I actually think there is something fixed about all of us even if we move, change jobs or start and end relationships. And I think one of the things I try to do as I get older is to discover what my identity is and honor it. I think the best way I can say it is that my identity is an essence not a fact.
One of my favorite movies is called Angel at My Table. I love it and I rewatch it every few years. It’s a lesser known movie by Jane Campion who directed The Piano about the beautiful New Zealand writer Janet Frame. I went to see it at the Angelika Theatre in New York City by myself one afternoon in 1990.
There are two moments I especially love in that movie
In one Janet is having emotional issues and in the time and place she lives in, no one knows how to deal with them. She is locked up in a mental institution, given shock treatments and is scheduled for a lobotomy. At one point, she is locked in a tiny room and sits on the floor in distress writing feverishly on the walls. Even her dire circumstances didn’t keep her from expressing herself. (Her lobotomy was cancelled when just days before the procedure her debut publication of short stories was unexpectedly awarded a national literary prize.)

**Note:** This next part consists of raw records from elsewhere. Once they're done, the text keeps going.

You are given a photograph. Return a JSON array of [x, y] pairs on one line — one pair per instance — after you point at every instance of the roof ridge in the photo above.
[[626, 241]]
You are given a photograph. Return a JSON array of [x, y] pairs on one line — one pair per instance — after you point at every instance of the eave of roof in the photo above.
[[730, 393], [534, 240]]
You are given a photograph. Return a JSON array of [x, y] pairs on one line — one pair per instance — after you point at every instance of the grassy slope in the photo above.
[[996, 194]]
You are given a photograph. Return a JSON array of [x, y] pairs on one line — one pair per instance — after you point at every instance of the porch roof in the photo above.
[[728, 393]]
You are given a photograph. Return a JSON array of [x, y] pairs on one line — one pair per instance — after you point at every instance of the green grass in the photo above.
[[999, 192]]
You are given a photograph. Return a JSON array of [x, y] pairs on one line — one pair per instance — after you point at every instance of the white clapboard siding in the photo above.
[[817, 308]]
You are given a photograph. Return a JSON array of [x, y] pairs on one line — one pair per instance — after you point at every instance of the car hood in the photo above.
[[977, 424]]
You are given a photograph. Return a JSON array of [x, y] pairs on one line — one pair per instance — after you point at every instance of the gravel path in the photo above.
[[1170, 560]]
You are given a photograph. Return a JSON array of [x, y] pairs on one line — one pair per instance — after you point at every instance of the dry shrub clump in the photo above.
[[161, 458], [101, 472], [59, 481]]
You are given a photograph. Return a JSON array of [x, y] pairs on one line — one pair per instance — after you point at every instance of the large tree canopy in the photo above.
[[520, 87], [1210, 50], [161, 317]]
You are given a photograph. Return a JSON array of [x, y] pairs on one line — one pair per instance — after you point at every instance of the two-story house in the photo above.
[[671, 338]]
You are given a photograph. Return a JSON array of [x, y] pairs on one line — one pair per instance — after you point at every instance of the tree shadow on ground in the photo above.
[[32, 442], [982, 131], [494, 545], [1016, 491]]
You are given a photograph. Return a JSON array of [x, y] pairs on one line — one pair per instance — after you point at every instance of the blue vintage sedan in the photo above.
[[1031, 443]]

At the end of the move, (spoiler alert–don’t read this paragraph if you don’t want to know how it ends), she goes to a psychiatrist and tells him that she is shy and hates going to parties. Her psychiatrist responds with, “then don’t go to parties”
It’s that simple. It was a revelation to Janet and to me. She was a beautiful, sensitive soul who longed to write and, after everything she went through, found her peace came from being herself. In the last scene, she is living in a small trailer outside her brother’s house writing. Then she begins dancing quietly to music on the radio. She finally discovered joy in who she was.
So, pivot all you want life! I am going to try to remember as I navigate the changing current, that with each turn around a new bend there is an opportunity to rediscover my joyful and strong self. The less guarded I am, the more I let myself be free. As scary as it is, I find my authenticity through flexibility.